Date: A. II (see 'Remarks' section below).
Length: 6.6 x 3.6 x 3.7 digits (MFA Boston: # RES.72.329), 8.9 x 5.4 x 2.9 digits (HAN: 1935,200,365).
Colours: Red paint on the face and the stem under white (01-128 in Davies's notebook).
Findspots:
16 from Dra Abul Naga (Gauthier 1908 [BIFAO 6]: 126–127).
One from 'Areal A' in Dra Abul Naga (Kruck 2012: 125).
Unknown examples from TT 184 (Fábián 2013a: 31; Fábián 2013c: 12).
One from TT 184 area (Fábián 2016: 38, 44).
Remarks:
There is a possible statue of this Amunhotep but the titles on it are jmj-st-a n jmn and Hrj-sA tpj jmn. If this is the case, Amunhotep had a father named [...]abu ([...]Abw) and a mother, Tuiu (twjw) (Dunham 1940 [JEA 26]).
Two bricks are housed in the Museum of Fine Arts, Boston (MFA Boston: # RES.72.330, # RES.72.329). A museum in Liverpool also has a brick with two seal impressions (Borchardt, etc. 1934 [ZAS 70]: 33 n. 2).

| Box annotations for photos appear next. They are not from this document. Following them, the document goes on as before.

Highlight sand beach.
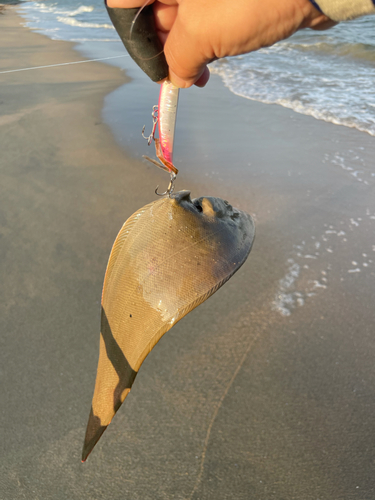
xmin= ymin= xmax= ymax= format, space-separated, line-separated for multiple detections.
xmin=0 ymin=6 xmax=375 ymax=500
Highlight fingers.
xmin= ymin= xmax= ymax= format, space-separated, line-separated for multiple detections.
xmin=154 ymin=2 xmax=178 ymax=33
xmin=164 ymin=5 xmax=214 ymax=88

The ascribed owner may have been identical to the owner of # 198. Eichler pointed out the possibility that this Amunhotep was identical with the owner of a stela in the Metropolitan Museum of Art (Inv. # 17.2.6. Hayes 1990: 172-173, Fig. 94, Eichler 2000: 259), on which Kamis, who had # 207 (and who was probably a different individual from TT 398 Kamose called Nentawaeref, whose cones were # 13, # 118 and # 119), is inscribed.

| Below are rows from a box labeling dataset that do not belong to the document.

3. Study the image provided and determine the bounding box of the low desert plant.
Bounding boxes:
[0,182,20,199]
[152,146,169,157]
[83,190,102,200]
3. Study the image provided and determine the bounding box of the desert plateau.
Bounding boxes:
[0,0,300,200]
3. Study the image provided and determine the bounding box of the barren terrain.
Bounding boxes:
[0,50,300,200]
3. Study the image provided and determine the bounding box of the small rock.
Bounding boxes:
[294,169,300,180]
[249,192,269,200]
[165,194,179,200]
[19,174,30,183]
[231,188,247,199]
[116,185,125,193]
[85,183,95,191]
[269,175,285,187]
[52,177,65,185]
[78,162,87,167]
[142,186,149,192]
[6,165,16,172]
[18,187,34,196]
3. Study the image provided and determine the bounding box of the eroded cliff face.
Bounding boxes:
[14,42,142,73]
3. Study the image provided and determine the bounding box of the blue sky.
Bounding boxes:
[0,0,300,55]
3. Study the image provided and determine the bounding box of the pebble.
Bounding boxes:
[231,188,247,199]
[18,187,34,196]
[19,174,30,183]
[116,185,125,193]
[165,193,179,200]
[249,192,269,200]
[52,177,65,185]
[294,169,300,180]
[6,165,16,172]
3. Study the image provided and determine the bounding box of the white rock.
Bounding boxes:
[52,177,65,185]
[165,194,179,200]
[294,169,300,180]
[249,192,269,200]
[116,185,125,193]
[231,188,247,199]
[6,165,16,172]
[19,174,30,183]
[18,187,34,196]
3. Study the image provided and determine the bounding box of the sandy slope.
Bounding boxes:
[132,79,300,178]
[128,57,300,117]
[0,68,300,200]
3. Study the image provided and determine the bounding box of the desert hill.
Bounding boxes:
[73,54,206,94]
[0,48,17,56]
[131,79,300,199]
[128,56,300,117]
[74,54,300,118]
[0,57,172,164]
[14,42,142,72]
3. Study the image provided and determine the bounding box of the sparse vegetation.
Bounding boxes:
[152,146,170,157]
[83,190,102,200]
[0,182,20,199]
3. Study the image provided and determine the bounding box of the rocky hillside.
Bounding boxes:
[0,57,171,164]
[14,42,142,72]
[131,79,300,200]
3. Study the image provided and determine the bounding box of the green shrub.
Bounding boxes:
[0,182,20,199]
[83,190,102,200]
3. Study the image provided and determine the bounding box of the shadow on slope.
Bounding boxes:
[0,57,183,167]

Schlögl has proposed that the statue of Amenhotep should stylistically be dated to before the reign of Amunhotep III. Based on the fact that Amunhotep served as a mortuary priest for King Thutmose III, he suggests that this provides a terminus post quem for dating the statue. Accordingly, the statue was likely produced during the reign of King Amunhotep II, or at the latest under Thutmose IV (Schlögl 1978: 57-58). In addition, the stela of Amunhotep housed in the Metropolitan Museum of Art (inv. no. 17.2.6) is also attributed to the reign of Amunhotep II. Moreover, his father, Nakht of TT 397, was a figure active during the reign of Hatshepsut. Taken together, these three pieces of evidence strongly suggest that our Amunhotep was active during the reign of Amunhotep II.
For a possible reconstruction of Amunhotep’s family tree, see Habachi 1968: 56.